Oklahoma QB Baker Mayfield -- Mayfield performed respectably (if unspectacularly) at the Senior Bowl and we expect likewise on the turf in Indy. More important for the Heisman winner, his interviews. We’ve always viewed Mayfield as a breath of fresh air, but that’s not a consensus opinion, especially in the less-than-progressive minds of some NFL teams. Our best guess? He aces the interviews, coming across as a confident quarterback who can lead a locker room. That’s who Mayfield was in college. Heck, that’s who he was with completely new teammates in Mobile at the Senior Bowl. Certain guys just have that magnetism. There will be top-10 talk by April. He’s already on the fringe of that and the combine will do nothing to slow his case.


SMU WR Courtland Sutton -- We’re intrigued by a number of receivers in the 40-yard dash, undoubtedly the premier event at the combine. Sutton tops that list. Calvin Ridley has supplanted him on most position rankings board in the land -- though not with Rotoworld’s Thor Nystrom, who slots in Ridley as his second wideout -- but a run of 4.55 seconds or faster for Sutton could narrow the perceived gap. He already has the big frame at 6-foot-4, 216 pounds and if he puts speed questions to rest, consider him a near-lock first-rounder. As is, he’s somewhat fringe for that range. And while we’re on the topic of the top wideouts in the class, we’d like to see what Ridley runs. He’s not the jump-ball monster that Sutton is at just 6-foot-1, 190 pounds listed and Alabama’s passing offense was far from an ideal showcase for the wideout.


LSU DE Arden Key -- Well, here we go. This is your stage, Mr. Key. After one of the oddest years that we can remember from a player -- it included an offseason disappearance from the team, a shoulder surgery and a disappointing on-field display -- Key’s going to have a chance to make or break it. Interviews will be huge for him, medical checks will be huge for him.

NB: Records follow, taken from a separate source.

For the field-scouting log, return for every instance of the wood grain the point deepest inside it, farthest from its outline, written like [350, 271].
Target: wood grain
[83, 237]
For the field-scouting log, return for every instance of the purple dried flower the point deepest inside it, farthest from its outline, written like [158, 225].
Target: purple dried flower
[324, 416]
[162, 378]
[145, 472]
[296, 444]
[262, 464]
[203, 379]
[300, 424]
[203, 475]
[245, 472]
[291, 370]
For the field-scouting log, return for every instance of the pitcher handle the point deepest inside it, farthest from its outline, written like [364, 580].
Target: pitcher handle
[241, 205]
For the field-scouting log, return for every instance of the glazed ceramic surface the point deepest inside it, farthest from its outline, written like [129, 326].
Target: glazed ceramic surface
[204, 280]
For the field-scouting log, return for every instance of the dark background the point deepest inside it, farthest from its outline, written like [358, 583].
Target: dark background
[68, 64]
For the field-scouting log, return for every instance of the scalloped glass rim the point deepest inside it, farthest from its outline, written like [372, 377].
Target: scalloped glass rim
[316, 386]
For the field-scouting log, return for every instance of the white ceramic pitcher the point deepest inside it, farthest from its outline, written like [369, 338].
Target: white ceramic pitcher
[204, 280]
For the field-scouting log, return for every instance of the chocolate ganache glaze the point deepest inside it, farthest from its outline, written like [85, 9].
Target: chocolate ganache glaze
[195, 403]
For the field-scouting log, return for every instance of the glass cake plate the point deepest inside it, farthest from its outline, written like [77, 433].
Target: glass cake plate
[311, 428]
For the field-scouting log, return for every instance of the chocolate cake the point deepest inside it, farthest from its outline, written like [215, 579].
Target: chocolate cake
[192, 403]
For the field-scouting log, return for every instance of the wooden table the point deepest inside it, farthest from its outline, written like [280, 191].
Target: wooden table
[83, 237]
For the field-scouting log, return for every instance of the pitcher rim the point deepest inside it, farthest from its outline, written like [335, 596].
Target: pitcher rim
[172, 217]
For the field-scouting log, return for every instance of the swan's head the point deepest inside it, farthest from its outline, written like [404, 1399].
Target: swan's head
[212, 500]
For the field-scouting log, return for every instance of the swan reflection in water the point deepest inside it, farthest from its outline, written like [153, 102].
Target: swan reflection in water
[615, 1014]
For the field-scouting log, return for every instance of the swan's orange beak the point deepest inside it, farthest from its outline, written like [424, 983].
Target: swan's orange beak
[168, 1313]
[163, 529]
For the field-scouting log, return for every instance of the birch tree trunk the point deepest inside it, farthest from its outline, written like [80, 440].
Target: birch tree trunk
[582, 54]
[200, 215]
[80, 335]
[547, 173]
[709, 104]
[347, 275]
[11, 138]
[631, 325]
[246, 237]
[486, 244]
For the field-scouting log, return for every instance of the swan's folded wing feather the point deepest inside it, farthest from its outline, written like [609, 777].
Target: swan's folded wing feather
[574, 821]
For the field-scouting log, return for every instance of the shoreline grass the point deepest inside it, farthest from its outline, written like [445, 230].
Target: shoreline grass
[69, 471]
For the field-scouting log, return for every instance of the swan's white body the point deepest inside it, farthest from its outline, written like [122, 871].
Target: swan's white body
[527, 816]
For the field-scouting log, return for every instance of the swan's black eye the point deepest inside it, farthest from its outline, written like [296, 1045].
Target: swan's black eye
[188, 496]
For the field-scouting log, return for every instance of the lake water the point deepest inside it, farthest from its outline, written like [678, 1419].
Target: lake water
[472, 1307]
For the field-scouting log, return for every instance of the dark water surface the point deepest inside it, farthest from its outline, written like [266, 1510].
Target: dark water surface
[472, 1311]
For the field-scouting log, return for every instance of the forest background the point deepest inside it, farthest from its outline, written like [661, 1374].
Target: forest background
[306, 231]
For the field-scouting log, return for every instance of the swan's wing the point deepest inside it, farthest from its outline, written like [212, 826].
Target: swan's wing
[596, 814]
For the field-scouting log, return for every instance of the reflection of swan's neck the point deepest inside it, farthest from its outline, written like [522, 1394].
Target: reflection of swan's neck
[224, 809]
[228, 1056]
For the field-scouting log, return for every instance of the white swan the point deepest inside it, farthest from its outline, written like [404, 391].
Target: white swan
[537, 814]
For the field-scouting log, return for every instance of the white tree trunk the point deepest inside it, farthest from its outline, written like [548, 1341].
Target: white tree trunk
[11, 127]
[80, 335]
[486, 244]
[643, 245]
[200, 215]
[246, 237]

There’s still a possibility that he lands in the top-15. We weren’t as underwhelmed by his 2017 season as we thought we would be when we looked at the individual game tape and Key was viewed as a top-10 possibility a year ago. It’s probably a stretch to say that he’ll land top-10 as matters currently stand, but if he eases concerns in interviews, look out. The inverse is true, too, of course. If he bombs, a slide to the second or even third round should not be ruled out.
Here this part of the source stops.